Self-organized patterns on complex networks (SPCN) Session 2
Time and Date: 14:15 - 18:00 on 21st Sep 2016
Room: Z - Zij foyer
Chair: Timoteo Carletti
|25004|| Chimera states: intriguing patterns in complex networks
Abstract: Chimera states are complex spatio-temporal patterns that consist of coexisting domains of spatially coherent and incoherent dynamics. This counterintuitive phenomenon was first observed in 2002 in systems of identical oscillators with symmetric coupling topology. During the last decade, chimera states have been theoretically investigated in a wide range of networks, where different kinds of coupling schemes varying from regular nonlocal to completely random topology have been considered. Potential applications of chimera states in nature include the phenomenon of unihemispheric sleep in birds and dolphins, bump states in neural systems, power grids, and social systems. We discuss current state-of-the-art in studies of chimera states, and demonstrate recent findings. In particular, we analyze properties of chimera states in the systems of nonlinear oscillators, the role of local dynamics and network topologies. We also address the robustness of chimeras due to inhomogeneities, and possible strategies of their control.
|25005|| Persistent Cascades: Detecting the fundamental patterns of information spread in a social network
Abstract: We define a new structural property of large-scale communication networks consisting of the persistent patterns of communication among users. We claim these patterns represent a best-estimate at real information spread, and term them "persistent cascades." Using metrics of inexact tree matching, we group these cascades into classes which we then argue represent the fundamental communication structure of a local network. This differs from existing work in that (1) we are focused on recurring patterns among specific users, not abstract motifs (e.g. the prevalence of ?triangles? or other structures in the graph, regardless of user), and (2) we allow for inexact matching (not necessarily isomorphic graphs) to better account for the noisiness of human communication patterns. We find that analysis of these classes of cascades reveals new insights about information spread and the influence of certain users, based on three large mobile phone record datasets. For example, we find distinct groups of "weekend" vs "workweek" spreaders not evident in the standard aggregated network. Finally, we create the communication network induced by these persistent structures, and we show the effect this has on measurements of centrality or diffusion.

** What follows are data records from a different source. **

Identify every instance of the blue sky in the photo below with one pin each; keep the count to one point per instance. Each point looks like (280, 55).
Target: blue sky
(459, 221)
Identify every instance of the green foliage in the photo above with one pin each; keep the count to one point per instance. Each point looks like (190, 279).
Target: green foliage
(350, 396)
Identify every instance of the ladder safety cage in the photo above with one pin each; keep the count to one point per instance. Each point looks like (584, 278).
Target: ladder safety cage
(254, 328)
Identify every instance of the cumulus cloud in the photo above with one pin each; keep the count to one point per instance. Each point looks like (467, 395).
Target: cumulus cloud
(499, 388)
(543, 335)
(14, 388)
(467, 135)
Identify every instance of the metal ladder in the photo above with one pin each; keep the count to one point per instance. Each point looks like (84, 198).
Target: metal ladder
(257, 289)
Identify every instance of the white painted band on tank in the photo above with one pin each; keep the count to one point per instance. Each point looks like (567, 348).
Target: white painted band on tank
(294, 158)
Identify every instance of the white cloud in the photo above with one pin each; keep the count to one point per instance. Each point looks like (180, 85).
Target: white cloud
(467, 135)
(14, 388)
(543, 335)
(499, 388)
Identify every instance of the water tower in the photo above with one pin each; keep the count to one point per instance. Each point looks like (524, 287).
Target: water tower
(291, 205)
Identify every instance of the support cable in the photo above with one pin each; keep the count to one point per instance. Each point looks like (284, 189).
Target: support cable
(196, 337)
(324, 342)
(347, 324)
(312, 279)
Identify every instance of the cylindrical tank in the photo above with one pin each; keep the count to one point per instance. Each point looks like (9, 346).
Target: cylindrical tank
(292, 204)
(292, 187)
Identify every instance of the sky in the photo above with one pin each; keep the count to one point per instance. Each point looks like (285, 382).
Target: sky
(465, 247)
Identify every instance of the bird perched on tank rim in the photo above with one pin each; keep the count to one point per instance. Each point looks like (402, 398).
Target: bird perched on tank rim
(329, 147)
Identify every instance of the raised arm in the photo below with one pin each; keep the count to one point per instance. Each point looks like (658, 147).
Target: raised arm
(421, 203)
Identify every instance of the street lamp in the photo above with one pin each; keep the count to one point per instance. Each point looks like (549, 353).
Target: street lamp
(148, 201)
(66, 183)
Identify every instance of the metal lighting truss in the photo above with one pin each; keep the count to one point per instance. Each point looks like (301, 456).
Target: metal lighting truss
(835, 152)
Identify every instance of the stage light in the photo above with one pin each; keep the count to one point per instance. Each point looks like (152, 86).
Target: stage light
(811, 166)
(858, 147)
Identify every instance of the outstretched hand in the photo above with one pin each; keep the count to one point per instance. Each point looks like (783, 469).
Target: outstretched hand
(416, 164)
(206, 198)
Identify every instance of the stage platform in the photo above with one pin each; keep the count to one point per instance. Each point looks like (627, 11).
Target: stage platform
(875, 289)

|25006|| Nestedness in Communication Networks: From Information Exchange to Topology
Abstract: We develop a dynamic network formation model that explains the observed nestedness in email communication networks inside organizations. Utilizing synchronization we enhance Konig et al. (2014)'s model with dynamic communication patterns. By endogenizing the probability of the removal of agents we propose a theoretical explanation why some agents become more important to a firm's informal organization than others, despite being ex ante identical. We also propose a theoretical framework for measuring the coherence of internal email communication and the impact of communication patterns on the informal organization structure as agents come and go. In situations with a high agent turnover rate, networks with high hierarchy outperform what we term "egalitarian" networks (i.e. all agents are of equal degree) for communication efficiency and robustness. In contrast, in situations with a low agent turnover, networks with low hierarchy outperform what we term "totalitarian" networks for communication efficiency and robustness. We derive a trade-off that accounts for the network communication performance in terms of both measures. Using the example for a consulting firm we show that the model fits real-world email communication networks.